Met een kogelschot in mijn been strompel ik de donkere, oude fabriek uit. Schreeuwende stemmen verstommen als ik door de deur naar buiten vlucht. Met een hand op de wond gedrukt kijk ik om me heen, op zoek naar iets zwaars om tegen de deur te zetten, zodat ze door deze deur niet naar buiten kunnen. Ik zie een container staan. Langzaam beweeg ik mezelf richting de container en duw hem met alle kracht dat ik nog over heb voor de deur waar ik net uitkwam. Vermoeid laat ik me zakken tegen de container en haal even diep adem.
Er waren allemaal drugshandelaars in de fabriek aan het handelen en ik wilde alleen maar wat dingen van ze hebben. Maar nog voordat ik ze kon aanspreken stormde de politie de fabriek binnen. De drugshandelaars waren binnen een paar seconden verdwenen. Ik stond er nog verstijfd van schrik. Daardoor kwam de politie dus achter mij aan. Ik had niet verwacht dat ze zouden schieten, maar ze zoeken al erg lang naar deze drugshandelaren. Zolang de drugshandelaren maar niet achter mij aankomen, omdat ze denken dat ik de politie heb ingelicht.
Ik kijk naar het gat in mijn been, het wil maar niet stoppen met bloeden.

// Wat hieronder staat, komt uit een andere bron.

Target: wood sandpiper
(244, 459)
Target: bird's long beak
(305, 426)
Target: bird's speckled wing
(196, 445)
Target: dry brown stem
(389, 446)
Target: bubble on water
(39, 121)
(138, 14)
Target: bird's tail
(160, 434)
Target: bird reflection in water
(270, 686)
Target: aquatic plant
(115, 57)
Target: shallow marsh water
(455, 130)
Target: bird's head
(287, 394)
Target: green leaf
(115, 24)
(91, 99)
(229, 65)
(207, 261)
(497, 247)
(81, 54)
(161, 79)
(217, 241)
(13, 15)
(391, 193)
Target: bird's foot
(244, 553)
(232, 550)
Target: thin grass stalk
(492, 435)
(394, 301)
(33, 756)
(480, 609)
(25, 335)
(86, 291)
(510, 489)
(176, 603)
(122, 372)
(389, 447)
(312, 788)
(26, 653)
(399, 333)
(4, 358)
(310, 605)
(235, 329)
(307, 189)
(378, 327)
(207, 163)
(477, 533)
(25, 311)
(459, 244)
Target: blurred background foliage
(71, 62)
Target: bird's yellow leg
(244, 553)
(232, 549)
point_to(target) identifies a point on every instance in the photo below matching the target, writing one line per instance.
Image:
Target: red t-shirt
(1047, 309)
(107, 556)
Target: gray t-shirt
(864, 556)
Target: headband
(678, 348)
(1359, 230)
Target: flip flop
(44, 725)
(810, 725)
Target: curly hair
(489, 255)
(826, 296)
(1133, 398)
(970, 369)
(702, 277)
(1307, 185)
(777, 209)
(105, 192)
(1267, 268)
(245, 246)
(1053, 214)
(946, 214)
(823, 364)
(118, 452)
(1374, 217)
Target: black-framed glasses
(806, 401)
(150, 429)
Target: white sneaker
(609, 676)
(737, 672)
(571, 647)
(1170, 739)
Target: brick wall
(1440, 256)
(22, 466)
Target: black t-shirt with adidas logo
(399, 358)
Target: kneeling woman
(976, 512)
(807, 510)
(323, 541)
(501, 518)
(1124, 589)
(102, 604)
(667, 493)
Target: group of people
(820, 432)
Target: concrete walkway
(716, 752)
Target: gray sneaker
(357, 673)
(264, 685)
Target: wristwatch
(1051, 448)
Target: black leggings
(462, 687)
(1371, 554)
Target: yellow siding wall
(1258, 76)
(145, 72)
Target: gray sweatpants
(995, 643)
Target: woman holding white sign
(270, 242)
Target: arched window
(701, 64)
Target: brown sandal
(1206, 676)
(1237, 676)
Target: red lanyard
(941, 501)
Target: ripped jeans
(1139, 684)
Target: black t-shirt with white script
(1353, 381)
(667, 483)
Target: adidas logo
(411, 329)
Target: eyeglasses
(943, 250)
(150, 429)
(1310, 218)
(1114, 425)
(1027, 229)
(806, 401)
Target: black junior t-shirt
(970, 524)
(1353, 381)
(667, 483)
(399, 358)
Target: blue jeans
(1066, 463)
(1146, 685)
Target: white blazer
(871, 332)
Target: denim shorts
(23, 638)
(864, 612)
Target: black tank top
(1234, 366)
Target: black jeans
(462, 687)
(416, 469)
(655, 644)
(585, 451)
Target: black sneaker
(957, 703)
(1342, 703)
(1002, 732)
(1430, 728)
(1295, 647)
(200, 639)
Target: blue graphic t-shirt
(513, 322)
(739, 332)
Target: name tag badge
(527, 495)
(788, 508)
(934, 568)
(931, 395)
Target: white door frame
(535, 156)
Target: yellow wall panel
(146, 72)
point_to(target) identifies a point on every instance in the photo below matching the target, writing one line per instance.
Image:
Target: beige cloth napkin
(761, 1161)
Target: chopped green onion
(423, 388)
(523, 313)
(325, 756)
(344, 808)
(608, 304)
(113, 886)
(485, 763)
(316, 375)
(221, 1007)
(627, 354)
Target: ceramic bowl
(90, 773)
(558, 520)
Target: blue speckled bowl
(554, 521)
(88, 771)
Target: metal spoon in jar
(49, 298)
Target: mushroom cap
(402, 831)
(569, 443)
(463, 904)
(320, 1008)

Gelukkig hebben ze alleen maar vlees geraakt en geen bot. Dit betekent natuurlijk niet dat het geen pijn deed, want dat deed het wel. Verschrikkelijk veel pijn zelfs. Ik bijt even hard op mijn tanden en dan scheur ik een stuk van mijn witte t-shirt af en wikkel het strak om mijn been. Het is al snel doorweekt van het bloed. Maar dit houdt hopelijk het bloeden een beetje tegen.
De fabriek is zo verlaten dat de planten er omheen, doorheen en overheen groeien. De felle lente zon schijnt in mijn gezicht. Even droom ik weg totdat ik weer in de harde realiteit word geschopt.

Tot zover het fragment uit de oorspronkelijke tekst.